Gazzetta rivela: “FIGC? Malagò più avanti di Abete per capacità di mediazione e dialogo con le società”
Sul piano dei numeri, considerando le percentuali, Malagò è in pole
Si è chiuso il giro di incontri tra i due principali candidati alla presidenza della FIGC, Giovanni Malagò e Giancarlo Abete, con le varie componenti federali in vista del voto del 22 giugno. L'ultima tappa è stata il confronto con la Lega Pro, durato circa un'ora e dieci per ciascun candidato in videocollegamento. Entrambi hanno presentato i rispettivi programmi e risposto alle domande dei club di Serie C, soffermandosi anche su temi di riforma del sistema calcistico.

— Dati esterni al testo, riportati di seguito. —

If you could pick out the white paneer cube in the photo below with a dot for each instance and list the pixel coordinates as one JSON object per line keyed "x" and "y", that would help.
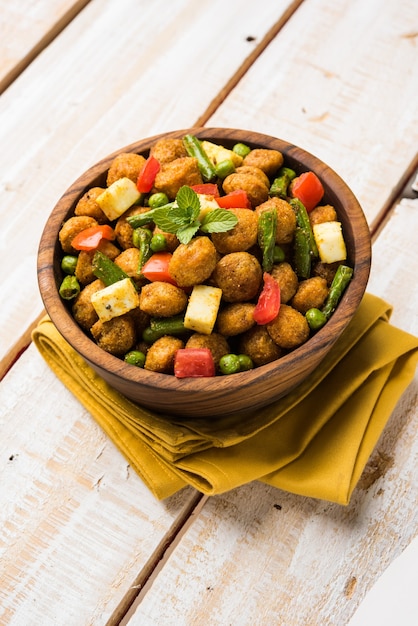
{"x": 118, "y": 198}
{"x": 115, "y": 300}
{"x": 202, "y": 309}
{"x": 330, "y": 242}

Tra i punti condivisi, l'impegno a portare avanti la cosiddetta Riforma Zola, giudicata centrale soprattutto da Malagò, che ne ha sottolineato la rilevanza e la necessità per il futuro del movimento. Il presidente della Lega Pro Matteo Marani aveva invitato le società a non sbilanciarsi pubblicamente, e solo un club avrebbe dichiarato apertamente il proprio sostegno ad Abete. Tuttavia, Malagò avrebbe raccolto diversi consensi grazie alla sua capacità di mediazione e dialogo con le società.

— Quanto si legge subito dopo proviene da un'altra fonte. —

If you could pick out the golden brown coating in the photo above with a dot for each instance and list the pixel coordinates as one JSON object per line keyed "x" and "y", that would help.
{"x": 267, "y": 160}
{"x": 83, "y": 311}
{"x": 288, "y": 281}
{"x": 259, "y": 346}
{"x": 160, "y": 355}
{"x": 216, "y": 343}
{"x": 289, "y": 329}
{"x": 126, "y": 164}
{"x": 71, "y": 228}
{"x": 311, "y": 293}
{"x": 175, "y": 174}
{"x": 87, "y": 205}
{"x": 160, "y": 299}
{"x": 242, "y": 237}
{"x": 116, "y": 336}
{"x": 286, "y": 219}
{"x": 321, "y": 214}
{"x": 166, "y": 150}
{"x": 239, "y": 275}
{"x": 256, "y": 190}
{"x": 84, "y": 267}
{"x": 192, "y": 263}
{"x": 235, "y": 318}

In attesa delle decisioni formali della Serie B, attese tra domani e lunedì, resta incerta la posizione ufficiale della Serie C, che anche nell'ultima tornata elettorale non aveva espresso indicazioni di voto. Sul piano dei numeri, Malagò risulta al momento in vantaggio: può contare sul 17,1% della Serie A (con l'eccezione della Lazio), sul 30% tra calciatori e allenatori, oltre al 3,7% arrivato dal comitato regionale lombardo dei dilettanti. Una somma che, almeno sulla carta, lo porterebbe già oltre la soglia del 50%, avvicinandolo sensibilmente alla possibile elezione. Lo scrive La Gazzetta dello Sport.